The Toronto Real Estate Board reported that December 2019 residential sales were up by 17.4% cent year-over-year to 4,399. Total sales for calendar year 2019 amounted to 87,825 – up by 12.6% compared to the decade low 78,015 sales reported in 2018. On an annual basis, 2019 sales were in line with the median annual sales result for the past decade.
We certainly saw a recovery in sales activity in 2019, particularly in the second half of the year. As anticipated, many home buyers who were initially on the sidelines moved back into the market place starting in the spring. Buyer confidence was buoyed by a strong regional economy and declining contract mortgage rates over the course of the year.
While sales were up in 2019, the number of new listings were down by 2.4 % year-over-year. For the past decade, annual new listings have been largely in a holding pattern between 150,000 and 160,000, despite the upward trend in home prices over the same period.

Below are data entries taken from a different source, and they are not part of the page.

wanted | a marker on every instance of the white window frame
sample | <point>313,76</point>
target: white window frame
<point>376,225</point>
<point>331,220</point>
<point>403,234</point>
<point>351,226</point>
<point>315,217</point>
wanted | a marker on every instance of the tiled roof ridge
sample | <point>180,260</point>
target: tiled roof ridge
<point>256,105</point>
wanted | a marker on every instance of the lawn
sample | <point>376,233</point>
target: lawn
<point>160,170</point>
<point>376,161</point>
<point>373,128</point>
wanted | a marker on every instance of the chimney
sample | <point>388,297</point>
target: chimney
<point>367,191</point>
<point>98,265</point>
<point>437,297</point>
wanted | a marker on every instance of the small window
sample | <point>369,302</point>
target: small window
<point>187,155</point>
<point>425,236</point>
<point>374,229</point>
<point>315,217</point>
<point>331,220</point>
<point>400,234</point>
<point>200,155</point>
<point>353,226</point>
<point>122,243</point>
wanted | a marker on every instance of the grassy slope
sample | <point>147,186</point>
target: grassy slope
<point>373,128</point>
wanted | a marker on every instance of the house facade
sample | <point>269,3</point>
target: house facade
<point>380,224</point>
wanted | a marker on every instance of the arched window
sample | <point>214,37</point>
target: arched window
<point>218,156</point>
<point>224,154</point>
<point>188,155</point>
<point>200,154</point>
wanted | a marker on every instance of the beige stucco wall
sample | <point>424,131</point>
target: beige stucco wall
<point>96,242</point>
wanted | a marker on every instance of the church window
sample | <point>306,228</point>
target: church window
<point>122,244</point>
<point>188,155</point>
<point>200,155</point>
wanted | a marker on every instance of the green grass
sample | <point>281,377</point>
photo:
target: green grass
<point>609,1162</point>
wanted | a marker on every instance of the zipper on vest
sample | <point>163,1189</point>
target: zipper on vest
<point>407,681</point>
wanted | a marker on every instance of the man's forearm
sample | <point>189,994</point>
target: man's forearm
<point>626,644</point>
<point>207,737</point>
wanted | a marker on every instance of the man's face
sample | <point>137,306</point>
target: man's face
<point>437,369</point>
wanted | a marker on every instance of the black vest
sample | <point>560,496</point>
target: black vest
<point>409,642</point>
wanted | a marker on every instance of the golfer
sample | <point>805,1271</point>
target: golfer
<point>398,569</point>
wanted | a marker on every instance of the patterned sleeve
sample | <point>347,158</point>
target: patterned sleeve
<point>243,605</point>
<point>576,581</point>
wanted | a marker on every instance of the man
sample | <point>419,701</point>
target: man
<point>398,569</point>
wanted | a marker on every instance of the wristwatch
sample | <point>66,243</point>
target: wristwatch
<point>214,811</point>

Over the last ten years, TREB has been drawing attention to the housing supply issue in Toronto. Increasingly, policy makers, research groups of varying scope and other interested parties have acknowledged that the lack of a diverse supply of ownership and rental housing continues to hamper housing affordability in Toronto. Taking 2019 as an example, we experienced a strong sales increase up against a decline in supply. Tighter market conditions translated into accelerating price growth. Expect further acceleration in 2020 if there is no relief on the supply front.
The MLS® Home Price Index Composite Benchmark was up by 7.3% on a year-over-year basis in December 2019. From June 2019 onward, the annual growth rate in the MLS® HPI Composite Benchmark accelerated. The average selling price in December 2019 was $837,788 – up almost 12% year-over-year. For calendar year 2019, the average selling price was $819,319 – up by 4% compared to $787,856 in 2018.